Institute: New York
Year Established: 2012 Start Date: 2012-03-01 End Date: 2013-02-28
Total Federal Funds: $19,840 Total Non-Federal Funds: $40,722
Principal Investigators: Philippe Vidon
Abstract: Riparian zones (near stream zones) are widely recommended best management practices (BMP) to mitigate the impact of agriculture on the quality of our waters owing to their inherent ability to remove nitrate from subsurface flow. However, recent research suggests that the strong biogeochemical gradient often observed in riparian zones as water moves from the upland environment to streams also influences the fate and transport of many other redox sensitive elements such as phosphorus, sulfate and iron, as well as the production and/or consumption of greenhouse gases (GHG) (N2O, CO2, CH4)[3,4,5]. These elements affect the quality of our water and air, and it is critical to determine to what extent the promotion of riparian zones as BMPs for nitrate removal is done at the expense of air quality (greenhouse gas production), or at the expense of water quality vis-is phosphorus, sulfate and/or iron, and associated contaminants?
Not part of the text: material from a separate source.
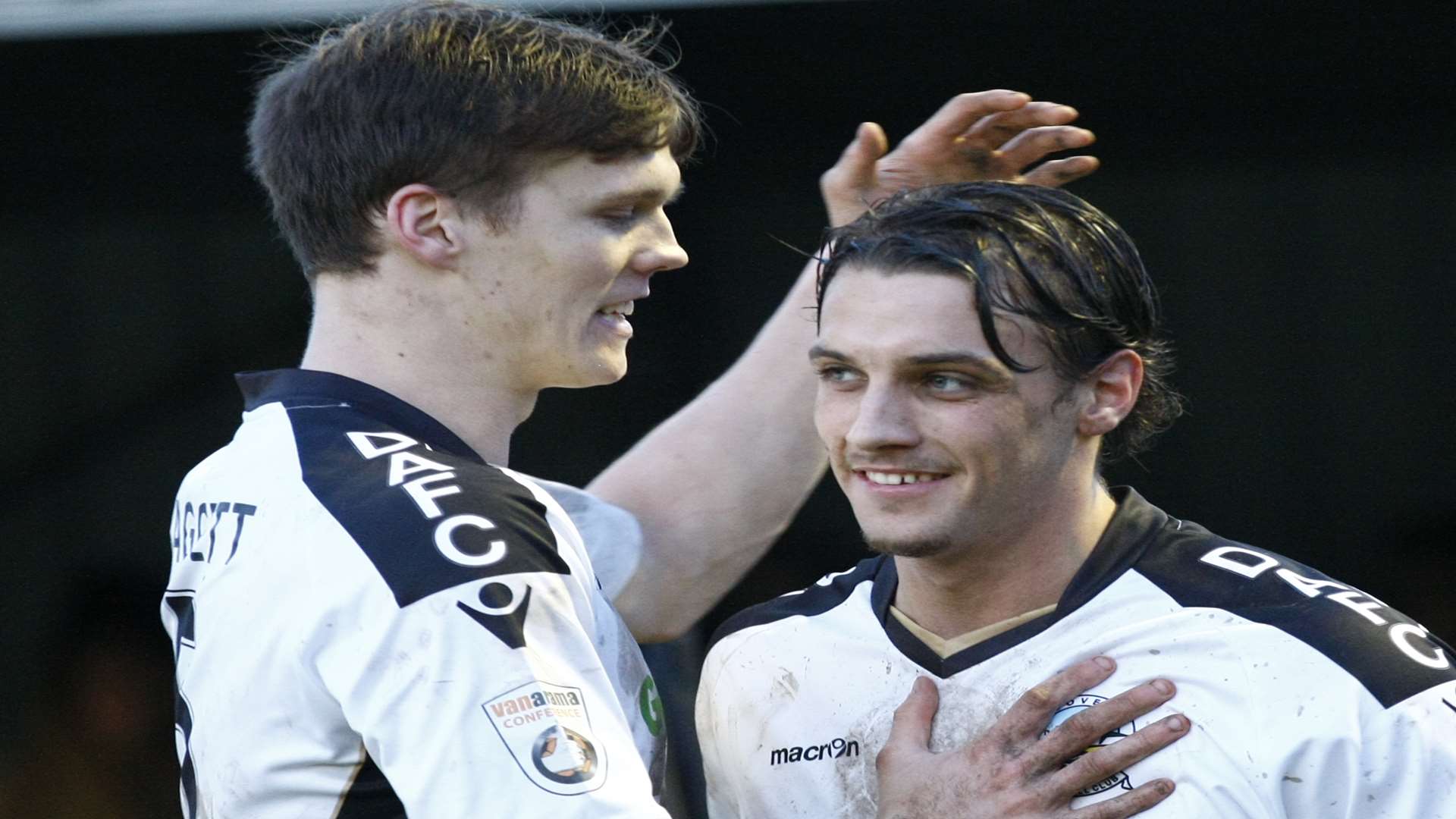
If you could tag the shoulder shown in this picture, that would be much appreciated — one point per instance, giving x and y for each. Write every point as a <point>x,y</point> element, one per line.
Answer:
<point>1388,653</point>
<point>826,595</point>
<point>427,519</point>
Quantifying the concentration of P in solution (Soluble Reactive Phosphorus (SRP)), the Sulfate/Sulfide and FeII/FeIII ratios, and the fluxes of N2O, CO2, CH4 gases at the soil-atmosphere interface in relation to nitrate (NO3-) concentrations and fluxes is therefore critical to develop intelligent riparian zone management practices allowing for the reduction of NO3-concentration in subsurface flow without negatively affecting air quality (GHG production) or water quality with respect to P, S, Fe and associated contaminants. We propose a study that focuses on the impact of stream meander geometry (i.e. curvature) on pollution trade-offs (GHG production, P, S, and Fe release) in a typical central NY riparian zone.